Secrets

50 4 0
                                    

The next days were a blur. I opted to stay in my room, either sleeping, which I was surprised I could do, or staring at the wall, thinking.

I wasn't mad at Trumpkin, he had done what was necessary for everyone. But it didn't stop the aching in my heart. In the time I spent thinking, my mind came to the word Grief multiple times. How such a little word held so much significance, yet looked so banal unless you ever felt what grief really is. 

And the long hours I've spent locked in my head, I came to a realization. Grief is love. And sometimes, if I overthought about it, all of that grief would gather up in the corner of my eyes. It would dig into my chest, making it hollow, and scratch the back of my throat with surprisingly sharp claws. It felt like all the love I ever gave to Ninabrik came back inside of me and was now fighting to go back to him. 

That's when I would stop thinking about it.

The second thing I thought about was love. It was overwhelmingly vast. I spent more time wanting to think about love than actually thinking about it. 

Another thing I thought about, oddly enough, was Aslan. I wondered, by what right did he earn his throne? I didn't think creation was a right to rule, but it wasn't today that I would defy Aslan. 

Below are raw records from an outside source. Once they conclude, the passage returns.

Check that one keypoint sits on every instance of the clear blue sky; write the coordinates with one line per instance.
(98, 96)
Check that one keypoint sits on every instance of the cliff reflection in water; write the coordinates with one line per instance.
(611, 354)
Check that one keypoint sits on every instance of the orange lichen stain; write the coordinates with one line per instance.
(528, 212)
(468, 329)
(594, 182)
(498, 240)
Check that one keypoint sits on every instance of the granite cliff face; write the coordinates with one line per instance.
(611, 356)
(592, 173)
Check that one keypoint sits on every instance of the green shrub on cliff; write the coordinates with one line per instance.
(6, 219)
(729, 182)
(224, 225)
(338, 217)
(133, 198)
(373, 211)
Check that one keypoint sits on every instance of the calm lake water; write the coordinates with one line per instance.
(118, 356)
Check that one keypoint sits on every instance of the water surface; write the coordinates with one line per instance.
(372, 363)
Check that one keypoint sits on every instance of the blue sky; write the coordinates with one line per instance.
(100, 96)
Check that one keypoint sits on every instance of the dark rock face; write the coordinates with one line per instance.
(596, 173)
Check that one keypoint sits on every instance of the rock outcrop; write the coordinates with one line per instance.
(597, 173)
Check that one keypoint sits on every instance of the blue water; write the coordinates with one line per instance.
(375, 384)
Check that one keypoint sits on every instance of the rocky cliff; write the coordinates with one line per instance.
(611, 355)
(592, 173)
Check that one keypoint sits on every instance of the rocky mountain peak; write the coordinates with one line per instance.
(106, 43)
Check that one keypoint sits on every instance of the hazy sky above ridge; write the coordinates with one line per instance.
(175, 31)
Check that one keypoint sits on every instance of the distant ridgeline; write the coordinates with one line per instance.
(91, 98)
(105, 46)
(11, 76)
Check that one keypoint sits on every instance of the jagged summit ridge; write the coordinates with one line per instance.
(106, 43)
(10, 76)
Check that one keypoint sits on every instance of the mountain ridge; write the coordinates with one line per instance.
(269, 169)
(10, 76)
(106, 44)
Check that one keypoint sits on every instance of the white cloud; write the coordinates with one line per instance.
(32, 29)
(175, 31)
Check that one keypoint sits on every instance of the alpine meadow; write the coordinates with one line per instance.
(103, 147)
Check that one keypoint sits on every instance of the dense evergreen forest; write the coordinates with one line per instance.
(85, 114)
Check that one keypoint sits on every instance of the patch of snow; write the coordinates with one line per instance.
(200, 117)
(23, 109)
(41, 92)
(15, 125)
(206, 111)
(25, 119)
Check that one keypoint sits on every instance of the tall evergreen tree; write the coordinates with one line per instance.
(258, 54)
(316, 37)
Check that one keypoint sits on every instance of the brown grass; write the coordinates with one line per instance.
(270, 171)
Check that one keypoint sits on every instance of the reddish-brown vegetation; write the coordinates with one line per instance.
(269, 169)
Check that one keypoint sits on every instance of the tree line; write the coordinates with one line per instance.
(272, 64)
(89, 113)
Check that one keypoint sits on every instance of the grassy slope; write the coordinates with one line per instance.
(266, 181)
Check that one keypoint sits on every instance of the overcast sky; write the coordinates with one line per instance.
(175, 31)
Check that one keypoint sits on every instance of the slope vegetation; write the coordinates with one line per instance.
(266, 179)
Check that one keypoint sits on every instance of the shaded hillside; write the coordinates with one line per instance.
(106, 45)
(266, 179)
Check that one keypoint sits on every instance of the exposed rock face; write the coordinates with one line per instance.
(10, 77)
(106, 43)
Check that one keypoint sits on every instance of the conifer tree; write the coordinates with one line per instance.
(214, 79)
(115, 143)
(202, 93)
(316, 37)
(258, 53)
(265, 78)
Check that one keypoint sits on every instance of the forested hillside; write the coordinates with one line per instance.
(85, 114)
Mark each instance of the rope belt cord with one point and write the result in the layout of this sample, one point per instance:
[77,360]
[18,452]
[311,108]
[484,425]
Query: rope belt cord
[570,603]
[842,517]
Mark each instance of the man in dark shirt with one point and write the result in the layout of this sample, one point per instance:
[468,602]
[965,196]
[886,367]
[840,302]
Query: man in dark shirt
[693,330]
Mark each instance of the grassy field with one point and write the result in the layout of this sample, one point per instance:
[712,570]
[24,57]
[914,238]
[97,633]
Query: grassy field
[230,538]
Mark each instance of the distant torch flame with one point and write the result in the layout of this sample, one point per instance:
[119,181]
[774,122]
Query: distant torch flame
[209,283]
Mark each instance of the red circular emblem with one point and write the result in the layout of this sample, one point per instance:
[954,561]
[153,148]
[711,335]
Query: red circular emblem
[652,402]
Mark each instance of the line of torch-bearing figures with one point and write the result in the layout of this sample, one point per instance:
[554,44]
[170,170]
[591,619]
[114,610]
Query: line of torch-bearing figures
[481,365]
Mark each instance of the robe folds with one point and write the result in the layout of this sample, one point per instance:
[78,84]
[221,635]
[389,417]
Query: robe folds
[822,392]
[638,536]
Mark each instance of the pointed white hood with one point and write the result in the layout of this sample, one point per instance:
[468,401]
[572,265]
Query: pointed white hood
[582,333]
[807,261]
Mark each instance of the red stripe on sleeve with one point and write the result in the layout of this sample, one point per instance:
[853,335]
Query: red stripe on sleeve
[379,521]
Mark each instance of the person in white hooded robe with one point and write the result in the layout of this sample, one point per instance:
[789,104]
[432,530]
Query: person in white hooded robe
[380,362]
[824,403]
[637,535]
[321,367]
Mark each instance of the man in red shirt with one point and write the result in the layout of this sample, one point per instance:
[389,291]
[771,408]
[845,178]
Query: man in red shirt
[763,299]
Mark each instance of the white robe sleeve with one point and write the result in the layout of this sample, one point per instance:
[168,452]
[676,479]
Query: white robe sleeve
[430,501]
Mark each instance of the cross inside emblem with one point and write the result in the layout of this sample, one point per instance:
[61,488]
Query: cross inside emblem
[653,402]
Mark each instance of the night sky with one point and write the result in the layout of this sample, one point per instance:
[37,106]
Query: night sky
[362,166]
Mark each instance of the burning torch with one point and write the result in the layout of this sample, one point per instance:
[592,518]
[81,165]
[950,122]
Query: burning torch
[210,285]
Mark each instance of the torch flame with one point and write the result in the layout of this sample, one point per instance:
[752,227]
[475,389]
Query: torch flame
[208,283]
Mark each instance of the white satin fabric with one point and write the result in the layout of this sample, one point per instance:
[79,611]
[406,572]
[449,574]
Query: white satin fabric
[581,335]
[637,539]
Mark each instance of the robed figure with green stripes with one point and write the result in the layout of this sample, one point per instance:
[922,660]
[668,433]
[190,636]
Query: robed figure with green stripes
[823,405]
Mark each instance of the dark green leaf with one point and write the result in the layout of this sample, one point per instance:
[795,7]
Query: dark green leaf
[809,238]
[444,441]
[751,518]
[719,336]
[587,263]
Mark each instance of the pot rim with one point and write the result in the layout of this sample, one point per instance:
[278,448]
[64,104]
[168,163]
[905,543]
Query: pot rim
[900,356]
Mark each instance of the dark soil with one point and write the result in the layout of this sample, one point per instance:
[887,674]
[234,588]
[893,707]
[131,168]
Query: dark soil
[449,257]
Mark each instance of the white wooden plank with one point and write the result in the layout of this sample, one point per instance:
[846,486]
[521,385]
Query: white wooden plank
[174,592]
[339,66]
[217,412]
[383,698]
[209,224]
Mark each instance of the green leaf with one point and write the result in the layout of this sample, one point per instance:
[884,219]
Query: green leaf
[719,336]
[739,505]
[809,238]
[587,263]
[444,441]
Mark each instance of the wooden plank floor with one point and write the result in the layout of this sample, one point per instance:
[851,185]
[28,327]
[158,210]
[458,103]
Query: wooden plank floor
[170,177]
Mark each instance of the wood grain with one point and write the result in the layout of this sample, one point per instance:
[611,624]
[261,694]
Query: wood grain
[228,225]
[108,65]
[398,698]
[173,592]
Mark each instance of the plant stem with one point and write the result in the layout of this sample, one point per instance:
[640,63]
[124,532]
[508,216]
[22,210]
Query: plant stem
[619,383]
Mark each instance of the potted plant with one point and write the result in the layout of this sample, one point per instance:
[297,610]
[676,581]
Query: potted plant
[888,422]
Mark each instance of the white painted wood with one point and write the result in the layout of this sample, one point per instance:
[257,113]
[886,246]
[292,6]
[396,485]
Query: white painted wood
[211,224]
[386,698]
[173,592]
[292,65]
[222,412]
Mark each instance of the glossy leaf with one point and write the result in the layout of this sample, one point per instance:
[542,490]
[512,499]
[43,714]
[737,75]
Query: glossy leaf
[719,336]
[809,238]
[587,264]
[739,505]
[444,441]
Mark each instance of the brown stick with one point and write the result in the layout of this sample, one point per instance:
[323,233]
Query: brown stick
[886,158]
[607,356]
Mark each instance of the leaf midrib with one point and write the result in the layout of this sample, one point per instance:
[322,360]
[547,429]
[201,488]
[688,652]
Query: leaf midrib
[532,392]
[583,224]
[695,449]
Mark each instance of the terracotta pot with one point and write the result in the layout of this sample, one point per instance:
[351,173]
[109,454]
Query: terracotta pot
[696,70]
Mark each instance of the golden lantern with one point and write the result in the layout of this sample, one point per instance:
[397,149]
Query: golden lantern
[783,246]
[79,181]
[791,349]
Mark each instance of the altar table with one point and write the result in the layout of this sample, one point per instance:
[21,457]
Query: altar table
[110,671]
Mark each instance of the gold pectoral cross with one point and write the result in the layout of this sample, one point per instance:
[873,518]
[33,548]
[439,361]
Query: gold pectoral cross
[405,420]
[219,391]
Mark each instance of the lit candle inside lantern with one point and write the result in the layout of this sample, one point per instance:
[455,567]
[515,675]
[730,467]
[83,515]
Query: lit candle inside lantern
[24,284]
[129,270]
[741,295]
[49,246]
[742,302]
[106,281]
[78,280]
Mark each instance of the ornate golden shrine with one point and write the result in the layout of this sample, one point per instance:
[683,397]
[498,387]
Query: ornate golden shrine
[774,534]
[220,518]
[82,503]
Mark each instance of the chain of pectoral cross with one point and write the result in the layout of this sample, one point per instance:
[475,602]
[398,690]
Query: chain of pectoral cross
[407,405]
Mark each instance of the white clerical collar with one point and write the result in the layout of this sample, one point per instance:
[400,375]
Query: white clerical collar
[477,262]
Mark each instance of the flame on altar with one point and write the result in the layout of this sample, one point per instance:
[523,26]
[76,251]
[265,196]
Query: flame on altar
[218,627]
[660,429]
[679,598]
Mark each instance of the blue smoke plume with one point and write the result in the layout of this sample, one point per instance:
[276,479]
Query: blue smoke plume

Lastly, I became tired of thinking, and I went to sleep.

- - - - - - - - - -

I and Caspian were sitting on the forest floor, both of us covered in butterflies. It felt familiar, but I couldn't quite place why. Behind Caspian was a copy of me, busy braiding a red flower crown. She looked strangely happy, almost floating on a cloud.

"Tell me a secret" Caspian's voice broke me from my observations.

"What kind of secret?" I responded, smiling.

He slowly shrugged, careful not to bother the butterflies resting on him "Any kind."

I turned my head toward one particular butterfly who was trying to move toward Caspian "I don't think I have any secrets."

"Liar." The copy of me intervened, not lifting her eyes from the flower crown. "There is a beautiful light in his eyes, yet his soul is being eaten by darkness. You wouldn't trade him for all the happiness in the world, would you?" I opened my mouth, but she didn't let me respond "The fact that you love him is a paradox in itself. Would I be wrong by saying you could study your feeling for centuries and never understand?" 

I looked away from her knowing gaze, and Caspian continued the conversation as if he didn't hear the other me.

"That's a lie. Everyone has secrets."

Again, the other me stopped me from responding "He's been haunting your thoughts ever since the moment you laid eyes on him. You've tried your best to remember him, you don't want him to become like the others, you need a face with the memories this time. So you've been gobbling up everything about him; the curve of his eyebrows, the wave of his hair, the sweep of his lashes, the rhythm of his steps. If you were to go to another world, you would be able to recognize him."

I frowned, irritated that she kept cutting me, and turned back to Caspian.

"Alright here's one: I'm afraid."

"Of what?" He smiled, chuckling slightly.

I kept silent for a moment, trying to see if the copy of myself would once again respond, and indeed, she did.

"Eternity. Oblivion. Rooms with too many people in them, authority figures, being alone for too long, and dying too old. Of him. He has complete control over your heart and you're scared he'll abuse his power. Of yourself. You've created so much chaos, destroyed so many lives, killed so many innocents."